連作短編集。
第一話 入居者がどんどん出ていくアパート
間山美波は見た目はリカちゃん人形のように可愛らしいが、とにかく不器用で仕事もミスばかり、「使えない」人材。趣味の刺繍もチューリップが串団子に見えるような有様、そんな美波がうさぎ通りの丸亀不動産に就職できたのは、「見える」体質だから。社長の二瓶敦子はワケアリと思われる物件に美波を送り込むが、見えるだけで対処できない美波には、恐怖以外の何物でもない。

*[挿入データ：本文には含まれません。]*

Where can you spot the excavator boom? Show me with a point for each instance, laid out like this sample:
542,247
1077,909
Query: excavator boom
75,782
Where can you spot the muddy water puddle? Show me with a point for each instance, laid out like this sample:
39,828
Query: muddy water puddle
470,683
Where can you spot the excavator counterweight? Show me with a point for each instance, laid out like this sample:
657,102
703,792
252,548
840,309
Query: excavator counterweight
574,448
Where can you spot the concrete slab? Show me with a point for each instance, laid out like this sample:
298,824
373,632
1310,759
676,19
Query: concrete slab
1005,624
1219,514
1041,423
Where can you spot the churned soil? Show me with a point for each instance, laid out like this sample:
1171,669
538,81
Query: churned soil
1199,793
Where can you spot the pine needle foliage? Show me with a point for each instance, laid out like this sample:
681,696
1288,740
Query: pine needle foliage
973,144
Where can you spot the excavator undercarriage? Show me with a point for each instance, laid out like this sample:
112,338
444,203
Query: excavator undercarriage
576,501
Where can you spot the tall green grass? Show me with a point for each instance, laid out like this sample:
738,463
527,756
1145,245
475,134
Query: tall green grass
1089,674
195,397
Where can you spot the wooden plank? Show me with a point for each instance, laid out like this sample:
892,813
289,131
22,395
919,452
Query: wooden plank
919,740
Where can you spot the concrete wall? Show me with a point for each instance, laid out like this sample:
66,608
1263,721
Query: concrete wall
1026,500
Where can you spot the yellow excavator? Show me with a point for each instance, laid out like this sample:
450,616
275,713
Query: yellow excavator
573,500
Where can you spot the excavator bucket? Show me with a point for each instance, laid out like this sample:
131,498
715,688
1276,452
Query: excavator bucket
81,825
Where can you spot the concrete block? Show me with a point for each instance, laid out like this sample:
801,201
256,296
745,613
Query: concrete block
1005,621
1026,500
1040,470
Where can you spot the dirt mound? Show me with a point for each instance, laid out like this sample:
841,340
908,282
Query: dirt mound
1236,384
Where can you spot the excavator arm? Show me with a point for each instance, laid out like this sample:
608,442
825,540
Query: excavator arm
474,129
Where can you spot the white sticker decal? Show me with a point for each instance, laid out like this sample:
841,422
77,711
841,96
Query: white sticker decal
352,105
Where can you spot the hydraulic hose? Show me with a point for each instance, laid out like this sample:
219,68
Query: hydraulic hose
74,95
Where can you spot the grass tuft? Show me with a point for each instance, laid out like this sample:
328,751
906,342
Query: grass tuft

タムラハイツに家族連れの幽霊が出た。入居者は次々出ていく状況、どうやらその幽霊たちは入居者の一人・井上華子の血縁らしい。養子として出した息子が大病を患い、実の母親に会いたがっている、と訴える両親は元々華子と折り合いが悪く、華子は意地になって父親の残した借金を返している状態。意固地になる華子相手に、美波はとある提案をする。
第二話 事故物件ではないのに幽霊の出る部屋
レジデンスKに女性の幽霊が出るという。入居者の一人 遠藤みちるの部屋に泊まらせて貰った美波が見たのはゲームに夜を徹して没入するみちるの姿、挙句の果ては幽体離脱し。しかも生霊が仕事に出ている間に体は本物の幽霊に乗っ取られてしまった。92歳で大往生したその老人は、生前妻にどうしても言えなかった謝罪を伝えたいという。
第三話 事故物件に住む人
丸亀不動産のライバル会社 ショップ・ラビットの社員で、事故物件専門に入居する 戸田翔矢。今回ロンダリングのため入居したのは、大音量のカラオケの中脳溢血で死んだ男の部屋。今も(聞こえる者だけが聞こえる)『乾杯』が鳴り響いているのだとか。部屋の中にいる男を見た美波は、彼の望みを叶えるため奔走する。結婚式間近に控えた彼、だが結婚相手そのものが見つからない。戸田と二人で、まず職場の聞き込みから始めてみた。…
う~ん、これはシリーズ化が絶対意識されてるなぁ(笑)。刺繍作家A太郎さんの正体とか、もう明らかなんだけど言及はされてないし。
面白かったです。基本的に二つのエピソードが並行する作り。そこそこ深刻なエピソードもライトに描かれます。
作品が溜まってきたら、TVドラマ化されそうな感じ。角川だし、そのあたり上手そうですもんね。